Iyad Burnat pointed to a recently published Jewish News article exposing his controversial posts as a reason for his refused entry

Iyad Burnat

A Palestinian activist has blamed the “Zionist lobby” after he was refused entry to the UK, pointing to a recent article about his planned visit in Jewish News.

Iyad Burnat, who is the coordinator of the popular Bil’in resistance committee and had been due to undertake a nationwide book tour, said he was told he had been barred for failing to declare a previous entry refusal.

But in a Facebook post tonight, Burnat, who was granted a UK visa last year, insisted “it is not paranoid to suggest” the decision is the result of “pressure by the Zionist lobby” as it comes two weeks after Jewish News revealed a series of incendiary messages posted on Burnat’s social media account in recent months.

One message, accompanied by an image of Benjamin Netanyahu with his arm outstretched and wearing a Hitler-style moustache, said: “Three aspects of modern organized terrorism in which many similarities emerged and is Nazism and Zionism and (ISIS) Daash.”

Another said: “To the American people do not bother to vote in the elections. The Zionists had identified the next president.”

Iyad Burnat’s Facebook post comparing Zionism to Nazism and Daesh

He wrote: “We are witnessing in the UK targeted and systematic attacks against Palestinian activists and supporters of the legitimate and moral BDS movement, as well as an increase in the denial of visas to Palestinians wishing to visit Britain to share their stories of living under the Israeli state’s brutal and illegal 6&-year occupation.”

Burnat who had been due to speak about his new book to branches of the Palestine Solidarity Campaign, asked for support in his appeal of the home office decision.

Iyad Burnat’s Facebook post BLAMING the Jewish News for his refused entry into the United Kingdom

In a letter to this newspaper last weekend, Burnat first insisted that as a Palestinian Arab he too is a Semite.

He insisted he is “absolutely not” anti-Jewish and described any suggestion of it as “insulting especially given that as a Palestinian I suffer racism on a daily basis. I have many Jewish friends, including Jewish Israelis, who support me and my kin in our quest to end the Occupation and secure a just freedom and peace, that will enable us to have self-determination”.

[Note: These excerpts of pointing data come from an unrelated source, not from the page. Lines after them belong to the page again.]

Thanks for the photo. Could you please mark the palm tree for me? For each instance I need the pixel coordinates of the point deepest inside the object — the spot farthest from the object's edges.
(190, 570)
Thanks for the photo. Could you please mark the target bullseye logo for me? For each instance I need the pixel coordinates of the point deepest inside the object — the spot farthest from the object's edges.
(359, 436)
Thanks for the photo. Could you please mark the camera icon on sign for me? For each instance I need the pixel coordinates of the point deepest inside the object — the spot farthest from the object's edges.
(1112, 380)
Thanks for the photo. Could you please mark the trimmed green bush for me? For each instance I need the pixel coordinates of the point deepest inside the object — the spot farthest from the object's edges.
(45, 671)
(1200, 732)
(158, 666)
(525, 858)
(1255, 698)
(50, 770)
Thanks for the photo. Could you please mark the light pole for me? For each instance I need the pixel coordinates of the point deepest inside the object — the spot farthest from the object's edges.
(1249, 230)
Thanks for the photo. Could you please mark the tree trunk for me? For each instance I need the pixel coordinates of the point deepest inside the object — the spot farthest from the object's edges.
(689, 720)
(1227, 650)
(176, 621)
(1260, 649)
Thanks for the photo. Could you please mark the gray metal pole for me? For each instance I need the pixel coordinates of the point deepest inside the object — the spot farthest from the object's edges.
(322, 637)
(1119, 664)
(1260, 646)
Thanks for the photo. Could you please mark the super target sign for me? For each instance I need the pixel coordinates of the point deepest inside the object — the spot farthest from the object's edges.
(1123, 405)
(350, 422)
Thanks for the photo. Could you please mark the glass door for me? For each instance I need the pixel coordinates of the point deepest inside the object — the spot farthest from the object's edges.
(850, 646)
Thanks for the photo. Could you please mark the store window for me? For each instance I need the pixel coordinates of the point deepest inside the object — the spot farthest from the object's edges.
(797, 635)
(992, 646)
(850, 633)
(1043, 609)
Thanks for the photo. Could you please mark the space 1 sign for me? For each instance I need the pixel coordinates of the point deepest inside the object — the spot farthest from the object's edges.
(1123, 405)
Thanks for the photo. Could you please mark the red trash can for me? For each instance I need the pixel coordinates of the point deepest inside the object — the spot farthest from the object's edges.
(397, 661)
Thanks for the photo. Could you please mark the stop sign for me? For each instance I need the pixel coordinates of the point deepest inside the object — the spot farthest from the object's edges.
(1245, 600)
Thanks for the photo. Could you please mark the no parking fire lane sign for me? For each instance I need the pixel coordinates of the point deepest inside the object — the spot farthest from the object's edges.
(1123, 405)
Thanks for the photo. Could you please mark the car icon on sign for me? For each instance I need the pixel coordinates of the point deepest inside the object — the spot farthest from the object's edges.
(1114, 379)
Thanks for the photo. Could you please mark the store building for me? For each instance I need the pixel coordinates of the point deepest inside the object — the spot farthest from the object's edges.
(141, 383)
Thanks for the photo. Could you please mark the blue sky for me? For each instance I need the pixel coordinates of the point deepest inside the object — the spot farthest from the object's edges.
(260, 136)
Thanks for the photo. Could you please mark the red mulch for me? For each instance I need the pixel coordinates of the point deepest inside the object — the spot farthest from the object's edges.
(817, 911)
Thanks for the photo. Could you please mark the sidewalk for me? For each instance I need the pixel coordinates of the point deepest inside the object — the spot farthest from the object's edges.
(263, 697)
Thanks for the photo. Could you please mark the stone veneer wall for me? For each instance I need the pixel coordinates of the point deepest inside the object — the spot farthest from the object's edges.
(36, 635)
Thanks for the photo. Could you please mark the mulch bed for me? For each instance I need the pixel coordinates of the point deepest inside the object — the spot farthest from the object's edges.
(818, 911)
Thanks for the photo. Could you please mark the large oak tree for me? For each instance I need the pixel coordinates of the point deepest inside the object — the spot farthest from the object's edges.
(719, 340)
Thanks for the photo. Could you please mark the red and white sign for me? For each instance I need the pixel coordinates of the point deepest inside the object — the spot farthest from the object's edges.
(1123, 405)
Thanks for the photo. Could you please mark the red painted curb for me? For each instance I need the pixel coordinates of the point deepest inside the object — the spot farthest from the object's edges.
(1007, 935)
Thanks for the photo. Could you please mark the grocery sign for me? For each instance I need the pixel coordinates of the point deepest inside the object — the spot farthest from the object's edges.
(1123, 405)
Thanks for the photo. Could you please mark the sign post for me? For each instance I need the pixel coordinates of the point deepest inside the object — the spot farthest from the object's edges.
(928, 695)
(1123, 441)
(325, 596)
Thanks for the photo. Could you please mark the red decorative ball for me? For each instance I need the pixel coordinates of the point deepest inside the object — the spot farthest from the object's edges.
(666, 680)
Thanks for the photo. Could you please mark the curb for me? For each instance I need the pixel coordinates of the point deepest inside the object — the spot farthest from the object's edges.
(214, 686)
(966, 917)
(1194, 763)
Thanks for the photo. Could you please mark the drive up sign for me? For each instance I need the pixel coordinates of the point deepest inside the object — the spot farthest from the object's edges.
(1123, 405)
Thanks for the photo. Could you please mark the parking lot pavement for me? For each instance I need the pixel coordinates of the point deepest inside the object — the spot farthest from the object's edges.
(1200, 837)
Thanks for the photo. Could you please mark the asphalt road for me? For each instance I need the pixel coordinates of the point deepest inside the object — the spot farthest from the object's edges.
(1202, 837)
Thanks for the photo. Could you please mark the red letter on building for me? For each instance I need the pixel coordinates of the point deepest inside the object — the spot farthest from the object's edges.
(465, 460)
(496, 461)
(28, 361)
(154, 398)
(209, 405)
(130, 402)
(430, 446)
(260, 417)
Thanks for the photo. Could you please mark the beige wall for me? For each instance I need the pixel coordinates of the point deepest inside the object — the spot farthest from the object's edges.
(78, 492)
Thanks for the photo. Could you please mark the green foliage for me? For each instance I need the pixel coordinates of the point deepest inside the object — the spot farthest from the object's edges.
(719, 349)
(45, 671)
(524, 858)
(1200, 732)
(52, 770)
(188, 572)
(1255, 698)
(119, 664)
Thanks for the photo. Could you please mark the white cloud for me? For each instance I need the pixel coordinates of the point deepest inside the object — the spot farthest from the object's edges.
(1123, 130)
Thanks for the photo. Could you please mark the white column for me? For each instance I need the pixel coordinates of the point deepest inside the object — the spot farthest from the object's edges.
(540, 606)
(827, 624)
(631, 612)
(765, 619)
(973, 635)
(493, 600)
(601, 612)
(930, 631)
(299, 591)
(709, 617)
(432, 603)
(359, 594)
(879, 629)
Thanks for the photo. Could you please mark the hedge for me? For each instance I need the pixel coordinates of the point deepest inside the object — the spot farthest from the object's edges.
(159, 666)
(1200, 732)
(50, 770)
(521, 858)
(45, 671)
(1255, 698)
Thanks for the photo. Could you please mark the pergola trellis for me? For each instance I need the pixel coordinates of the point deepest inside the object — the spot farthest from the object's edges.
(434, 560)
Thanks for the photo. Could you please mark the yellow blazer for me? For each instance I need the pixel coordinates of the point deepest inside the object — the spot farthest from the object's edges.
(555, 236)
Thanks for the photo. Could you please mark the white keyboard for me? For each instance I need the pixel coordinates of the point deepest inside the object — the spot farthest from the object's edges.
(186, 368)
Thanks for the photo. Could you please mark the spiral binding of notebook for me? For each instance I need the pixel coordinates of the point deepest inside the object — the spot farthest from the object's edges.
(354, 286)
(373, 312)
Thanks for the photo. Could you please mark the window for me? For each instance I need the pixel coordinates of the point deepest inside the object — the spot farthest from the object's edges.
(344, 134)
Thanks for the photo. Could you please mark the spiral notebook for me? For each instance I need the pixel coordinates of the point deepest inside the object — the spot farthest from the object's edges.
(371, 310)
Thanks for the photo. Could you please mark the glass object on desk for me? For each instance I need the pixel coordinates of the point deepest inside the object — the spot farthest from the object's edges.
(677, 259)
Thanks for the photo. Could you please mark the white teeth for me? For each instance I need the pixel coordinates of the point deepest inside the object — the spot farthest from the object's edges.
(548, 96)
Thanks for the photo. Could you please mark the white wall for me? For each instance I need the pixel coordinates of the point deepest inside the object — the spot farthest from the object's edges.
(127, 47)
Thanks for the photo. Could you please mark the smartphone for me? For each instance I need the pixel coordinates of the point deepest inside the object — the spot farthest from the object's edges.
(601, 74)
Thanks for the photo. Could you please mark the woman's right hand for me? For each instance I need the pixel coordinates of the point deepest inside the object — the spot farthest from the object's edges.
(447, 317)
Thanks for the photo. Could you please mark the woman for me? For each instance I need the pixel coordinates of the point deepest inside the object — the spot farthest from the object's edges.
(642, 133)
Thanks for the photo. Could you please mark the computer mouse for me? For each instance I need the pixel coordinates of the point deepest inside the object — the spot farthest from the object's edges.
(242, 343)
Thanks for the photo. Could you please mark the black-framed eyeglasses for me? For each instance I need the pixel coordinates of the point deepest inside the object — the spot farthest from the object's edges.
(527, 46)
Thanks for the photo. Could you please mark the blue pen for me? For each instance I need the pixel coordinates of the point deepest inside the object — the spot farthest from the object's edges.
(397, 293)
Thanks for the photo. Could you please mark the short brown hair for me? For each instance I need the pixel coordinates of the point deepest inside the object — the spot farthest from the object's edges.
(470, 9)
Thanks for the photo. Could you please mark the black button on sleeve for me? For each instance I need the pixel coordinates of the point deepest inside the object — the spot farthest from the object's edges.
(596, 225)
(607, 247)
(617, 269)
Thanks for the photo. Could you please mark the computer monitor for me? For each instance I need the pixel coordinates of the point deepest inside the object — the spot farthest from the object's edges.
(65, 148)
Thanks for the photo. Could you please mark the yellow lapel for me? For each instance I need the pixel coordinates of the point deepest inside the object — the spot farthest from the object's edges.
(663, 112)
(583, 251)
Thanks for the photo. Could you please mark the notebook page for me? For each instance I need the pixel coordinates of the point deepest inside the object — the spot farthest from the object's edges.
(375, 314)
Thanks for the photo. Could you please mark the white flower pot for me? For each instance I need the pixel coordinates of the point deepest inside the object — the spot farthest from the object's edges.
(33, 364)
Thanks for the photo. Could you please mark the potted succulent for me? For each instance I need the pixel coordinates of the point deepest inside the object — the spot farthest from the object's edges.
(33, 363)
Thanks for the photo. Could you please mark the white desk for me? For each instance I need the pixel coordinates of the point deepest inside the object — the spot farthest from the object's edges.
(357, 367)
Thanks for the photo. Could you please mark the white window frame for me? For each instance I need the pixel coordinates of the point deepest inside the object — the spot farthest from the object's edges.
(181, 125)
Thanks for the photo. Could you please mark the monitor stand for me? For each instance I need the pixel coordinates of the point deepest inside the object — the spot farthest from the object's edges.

Claiming there is a “desperate and orchestrated attempt to conflate legitimate criticism of Israel” and anti-Semitism, he added: “How dare you trivialise our 68year Nakba by changing the subject of my post from being about our right, as fellow human beings sharing this planet, to live without oppression and subjugation to a ridiculous claim of a form of racism! Your article demonstrates clearly that it is you that is racist and fails to see that it is us Palestinians that were wronged and continue to be wronged.”

Seeking to justify the post about the US president, he said: “It is accepted by many that without AIPAC’s approval a candidate cannot hope to be selected as the representative for the main two parties in the presidential campaign.”

The Community Security Trust’s Mark Gardner said last month of the Facebook posts: “This seems to be another example of supposed anti-Zionism that is in fact antisemitic. PSC say they oppose such attitudes, so let us see what action they now take.”

In June, Jeremy Corbyn called for Hitler and Nazi metaphors to be left out of discourse on Israel during the release of Labour’s inquiry on anti-Semitism. It’s unclear whether the Labour leader remains a patron of the PSC, though he is still listed as such on the group’s website.

The PSC says on its website that discrimination against Jews based on their religion or ethnicity must be challenged. But it opposes the EUMC definition of anti-Semitism, arguing its adoption would “deny people the right to challenge the racism of the Israeli state – which privileges the rights of jewish citizens above those of non-Jews”.